During the development of a Telegram bot for listening to messages from a specific channel, I encountered a strange issue:

After the program ran for a while, it suddenly stopped receiving new messages from the channel, without any obvious error messages.
This left me quite puzzled and delayed the real-time monitoring tasks. In this article, I will go over the troubleshooting process and how I solved it by implementing a "keep-alive" mechanism and an "auto-reconnect" mechanism. I hope this can help those of you who are also developing TG bots.

🚩 Issue Reproduction: Listening Stops Without Errors

At first, I was using a very simple Telethon script to listen to the channel:

from telethon import TelegramClient, events

client = TelegramClient("session_name", TG_APPID, TG_APPHASH)

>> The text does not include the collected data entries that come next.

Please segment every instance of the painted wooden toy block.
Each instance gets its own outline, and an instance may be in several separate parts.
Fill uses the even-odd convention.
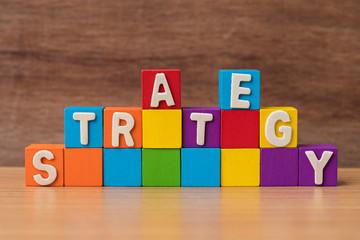
[[[103,107],[67,107],[64,125],[66,148],[103,147]]]
[[[260,71],[219,70],[219,106],[222,110],[259,110]]]
[[[102,186],[103,149],[65,148],[65,186]]]
[[[142,185],[180,186],[180,149],[142,149]]]
[[[220,108],[182,109],[182,147],[219,148],[220,147]]]
[[[143,109],[180,109],[180,70],[142,70]]]
[[[181,109],[143,110],[143,148],[181,148]]]
[[[106,107],[104,109],[104,148],[142,147],[142,109]]]
[[[221,110],[221,148],[258,148],[259,110]]]
[[[338,151],[333,145],[299,145],[299,185],[336,186]]]
[[[141,149],[105,148],[104,186],[141,186]]]
[[[64,185],[64,144],[31,144],[25,148],[26,186]]]
[[[221,186],[259,186],[260,149],[221,149]]]
[[[181,186],[220,187],[220,148],[182,148]]]
[[[296,148],[297,119],[293,107],[260,108],[260,148]]]
[[[298,148],[260,149],[261,186],[297,186]]]

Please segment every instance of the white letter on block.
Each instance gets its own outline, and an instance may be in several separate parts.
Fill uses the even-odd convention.
[[[315,184],[321,185],[323,184],[323,172],[326,164],[329,162],[331,156],[333,155],[333,152],[331,151],[324,151],[321,155],[321,159],[318,160],[314,151],[306,151],[305,152],[307,158],[309,159],[309,162],[311,163],[311,166],[315,170]]]
[[[164,86],[165,92],[160,91],[160,85]],[[160,101],[166,101],[168,106],[174,106],[175,102],[170,91],[169,84],[166,80],[165,74],[158,73],[155,76],[153,93],[151,96],[151,107],[158,107]]]
[[[205,124],[213,120],[212,113],[191,113],[190,119],[197,121],[196,144],[199,146],[205,143]]]
[[[38,170],[46,171],[49,174],[48,178],[43,178],[40,174],[36,174],[33,176],[34,180],[38,184],[40,184],[42,186],[46,186],[46,185],[52,184],[55,181],[55,179],[57,177],[57,172],[56,172],[56,168],[54,166],[51,166],[48,164],[43,164],[41,162],[42,158],[46,158],[47,160],[53,160],[54,155],[50,151],[41,150],[41,151],[38,151],[33,157],[34,167]]]
[[[89,143],[89,121],[95,120],[95,113],[76,112],[73,119],[80,121],[80,142],[82,145]]]
[[[250,88],[240,87],[241,82],[250,82],[250,74],[233,73],[231,75],[231,108],[249,108],[250,102],[247,100],[240,100],[240,95],[249,95]]]
[[[125,120],[126,125],[120,126],[120,121]],[[113,114],[112,119],[112,145],[113,147],[119,146],[119,136],[124,134],[125,142],[128,147],[134,146],[134,139],[132,138],[130,131],[135,125],[133,116],[129,113],[116,112]]]
[[[292,136],[292,127],[289,126],[281,126],[279,128],[279,132],[283,133],[283,137],[279,138],[275,133],[275,124],[277,121],[290,122],[290,116],[287,112],[278,110],[272,112],[265,124],[265,136],[268,142],[276,147],[285,147],[291,141]]]

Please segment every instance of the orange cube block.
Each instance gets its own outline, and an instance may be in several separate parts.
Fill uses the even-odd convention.
[[[64,186],[64,144],[31,144],[25,148],[26,186]]]
[[[141,147],[142,109],[140,107],[106,107],[104,109],[104,148]]]
[[[102,186],[102,148],[65,148],[65,186]]]

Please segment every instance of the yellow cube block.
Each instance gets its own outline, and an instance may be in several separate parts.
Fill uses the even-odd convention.
[[[182,112],[143,110],[143,148],[181,148]]]
[[[260,108],[260,148],[297,147],[298,112],[293,107]]]
[[[221,186],[260,186],[260,149],[221,149]]]

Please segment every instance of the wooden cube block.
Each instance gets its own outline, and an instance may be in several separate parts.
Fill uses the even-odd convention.
[[[180,109],[180,70],[142,70],[143,109]]]
[[[220,187],[220,148],[182,148],[181,186]]]
[[[142,149],[143,186],[180,186],[180,149]]]
[[[261,186],[297,186],[298,148],[260,149]]]
[[[221,186],[259,186],[260,149],[221,149]]]
[[[142,147],[142,109],[106,107],[104,109],[104,148]]]
[[[141,186],[141,149],[105,148],[104,186]]]
[[[221,110],[221,148],[258,148],[259,110]]]
[[[219,148],[220,115],[220,108],[183,108],[182,147]]]
[[[31,144],[25,148],[25,184],[64,185],[63,144]]]
[[[333,145],[299,145],[299,185],[336,186],[338,151]]]
[[[181,148],[181,110],[143,110],[143,148]]]
[[[65,147],[103,147],[103,107],[67,107],[64,110]]]
[[[220,70],[219,106],[222,110],[259,110],[260,71]]]
[[[103,149],[65,148],[65,186],[102,186]]]
[[[296,148],[297,119],[293,107],[260,108],[260,148]]]

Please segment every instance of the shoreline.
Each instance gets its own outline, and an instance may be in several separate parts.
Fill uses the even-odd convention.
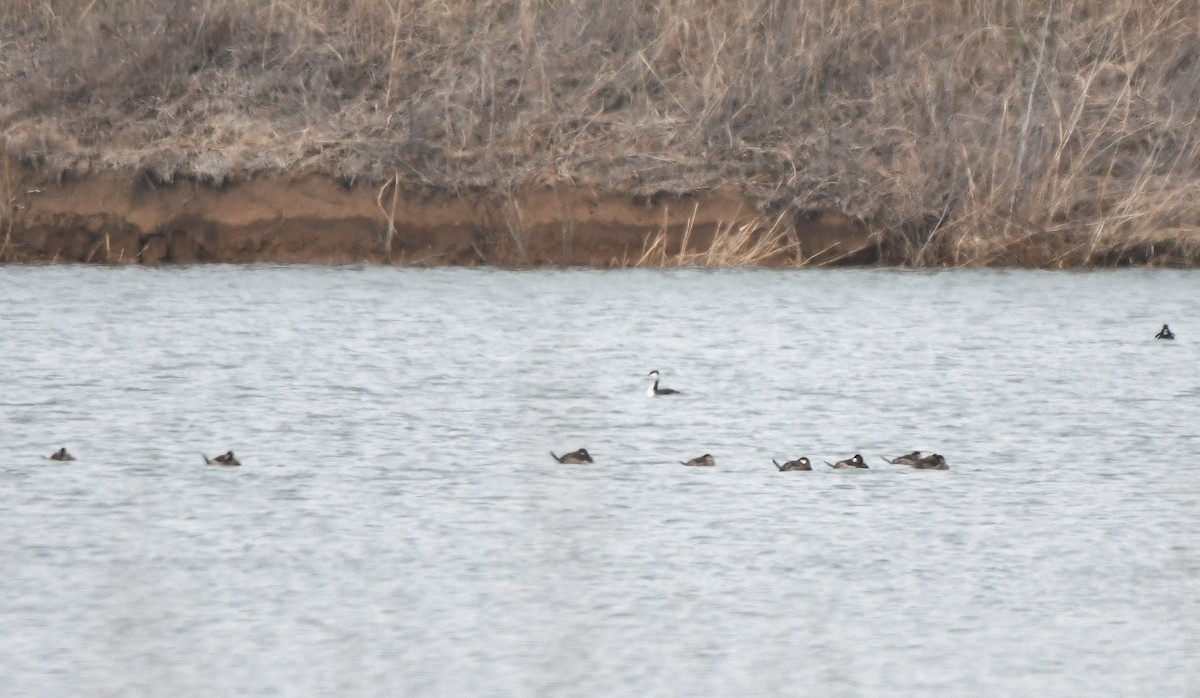
[[[61,183],[12,168],[0,262],[417,266],[807,266],[886,261],[833,211],[768,218],[733,187],[652,199],[554,184],[511,194],[309,173],[221,186],[107,170]],[[390,234],[389,234],[390,233]],[[390,238],[390,239],[389,239]]]
[[[911,264],[897,237],[836,210],[768,215],[728,185],[645,197],[579,184],[455,192],[318,173],[213,185],[93,170],[59,178],[9,161],[0,263],[398,266],[1193,267],[1167,234],[1086,262],[1083,243],[1029,235],[983,263]],[[1169,233],[1169,231],[1167,231]],[[390,234],[389,234],[390,233]]]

@client.on(events.NewMessage(chats=CHANNEL_ID))
async def message_handler(event):
    print("New message received:", event.raw_text)

client.start()
client.run_until_disconnected()

Everything worked fine, but after a few hours, the messages suddenly stopped printing. The key issue—no errors! The program was still running but seemed to have "lost connection."

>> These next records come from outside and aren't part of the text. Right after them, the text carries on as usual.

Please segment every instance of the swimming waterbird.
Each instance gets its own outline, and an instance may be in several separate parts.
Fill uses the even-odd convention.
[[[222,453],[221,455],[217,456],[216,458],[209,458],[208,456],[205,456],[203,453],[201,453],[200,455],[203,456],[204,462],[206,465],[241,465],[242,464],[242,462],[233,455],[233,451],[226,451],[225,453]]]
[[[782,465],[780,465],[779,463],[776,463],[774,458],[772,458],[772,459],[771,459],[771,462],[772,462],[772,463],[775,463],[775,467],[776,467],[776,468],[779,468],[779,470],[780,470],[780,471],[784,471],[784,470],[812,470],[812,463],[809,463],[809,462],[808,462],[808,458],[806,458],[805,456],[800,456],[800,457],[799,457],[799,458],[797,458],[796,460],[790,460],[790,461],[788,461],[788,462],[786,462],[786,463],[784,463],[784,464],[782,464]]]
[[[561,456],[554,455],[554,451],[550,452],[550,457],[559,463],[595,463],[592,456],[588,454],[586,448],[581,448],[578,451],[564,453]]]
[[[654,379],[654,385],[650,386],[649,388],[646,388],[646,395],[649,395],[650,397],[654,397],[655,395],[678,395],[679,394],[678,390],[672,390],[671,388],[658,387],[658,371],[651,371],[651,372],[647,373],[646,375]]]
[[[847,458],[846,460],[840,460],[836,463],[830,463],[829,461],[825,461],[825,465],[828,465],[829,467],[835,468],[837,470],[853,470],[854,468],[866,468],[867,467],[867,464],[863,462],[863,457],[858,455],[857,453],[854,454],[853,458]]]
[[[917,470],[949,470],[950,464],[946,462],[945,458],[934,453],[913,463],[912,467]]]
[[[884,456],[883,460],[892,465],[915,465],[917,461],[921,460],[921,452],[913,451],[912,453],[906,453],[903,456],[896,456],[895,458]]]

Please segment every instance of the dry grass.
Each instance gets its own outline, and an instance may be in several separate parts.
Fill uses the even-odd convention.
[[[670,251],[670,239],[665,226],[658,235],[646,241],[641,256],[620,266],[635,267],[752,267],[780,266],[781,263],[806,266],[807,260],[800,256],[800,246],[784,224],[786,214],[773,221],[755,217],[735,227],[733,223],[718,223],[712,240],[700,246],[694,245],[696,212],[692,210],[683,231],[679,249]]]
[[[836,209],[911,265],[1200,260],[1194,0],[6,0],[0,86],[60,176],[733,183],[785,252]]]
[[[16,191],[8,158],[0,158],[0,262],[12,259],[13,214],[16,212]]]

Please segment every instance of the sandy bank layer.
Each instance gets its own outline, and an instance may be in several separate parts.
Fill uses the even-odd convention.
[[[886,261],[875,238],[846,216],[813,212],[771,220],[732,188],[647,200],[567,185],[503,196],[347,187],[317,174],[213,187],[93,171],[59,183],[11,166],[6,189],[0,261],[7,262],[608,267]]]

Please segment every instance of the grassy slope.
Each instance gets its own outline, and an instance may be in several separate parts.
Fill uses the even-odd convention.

🔍 Initial Troubleshooting: Blocking? Deadlock? Exception?

I suspected that the issue might have been caused by an exception in the message_handler function, so I added a try-except block:

@client.on(events.NewMessage(chats=CHANNEL_ID))
async def message_handler(event):
    try:
        ...
    except Exception as e:
        print("Error:", e)

After a few hours, I finally captured the following error message:

ConnectionError: Timeout

This indicated that the problem lay in the connection between the client and Telegram's servers.

📡 In-depth Analysis: Why the Timeout?

By consulting the documentation, I discovered that Telegram uses its proprietary MTProto protocol for communication, supporting TCP, HTTPS, and other transmission methods. The client and server typically establish a long-term connection via TCP and rely on periodic heartbeat packets to maintain the connection.

However, if:

  • The client doesn't send requests for a long time
  • There are no active tasks (such as message uploads or downloads)
  • Network fluctuations or device sleep

The server might classify the connection as "inactive" and close it.
Reference: Telegram Protocol Documentation, Shunix's Weblog

Solution: Keep-Alive + Auto-Reconnect

To maintain the connection with Telegram, we can employ two strategies:

  1. Send Heartbeats Periodically (Keep-Alive)
    Call a method like client.get_me() at regular intervals to show the client is still active.

  2. Auto-Reconnect Mechanism
    If the connection is lost, restart the connection using a while True loop and exception handling.

💻 Final Code Implementation (Simplified)

async def keep_alive():
    while True:
        try:
            await client.get_me()  # Heartbeat
        except Exception as e:
            print(f"[Keep-Alive Failed]: {e}")
        await asyncio.sleep(300)  # Execute every 5 minutes

async def main():
    while True:
        try:
            await client.start()
            asyncio.create_task(keep_alive())  # Start keep-alive
            await client.run_until_disconnected()
        except Exception as e:
            print(f"[Reconnection Failed]: {e}")
        await asyncio.sleep(5)  # Wait 5 seconds before reconnecting

if __name__ == "__main__":
    asyncio.run(main())

🔚 Summary

Although the process of solving this issue was somewhat "tedious," it taught me several valuable lessons:

  • Communication with Telegram requires connection maintenance.
  • Exception handling is important and can help identify hidden issues.
  • Long-running bots need self-recovery capabilities (like keep-alive and auto-reconnect).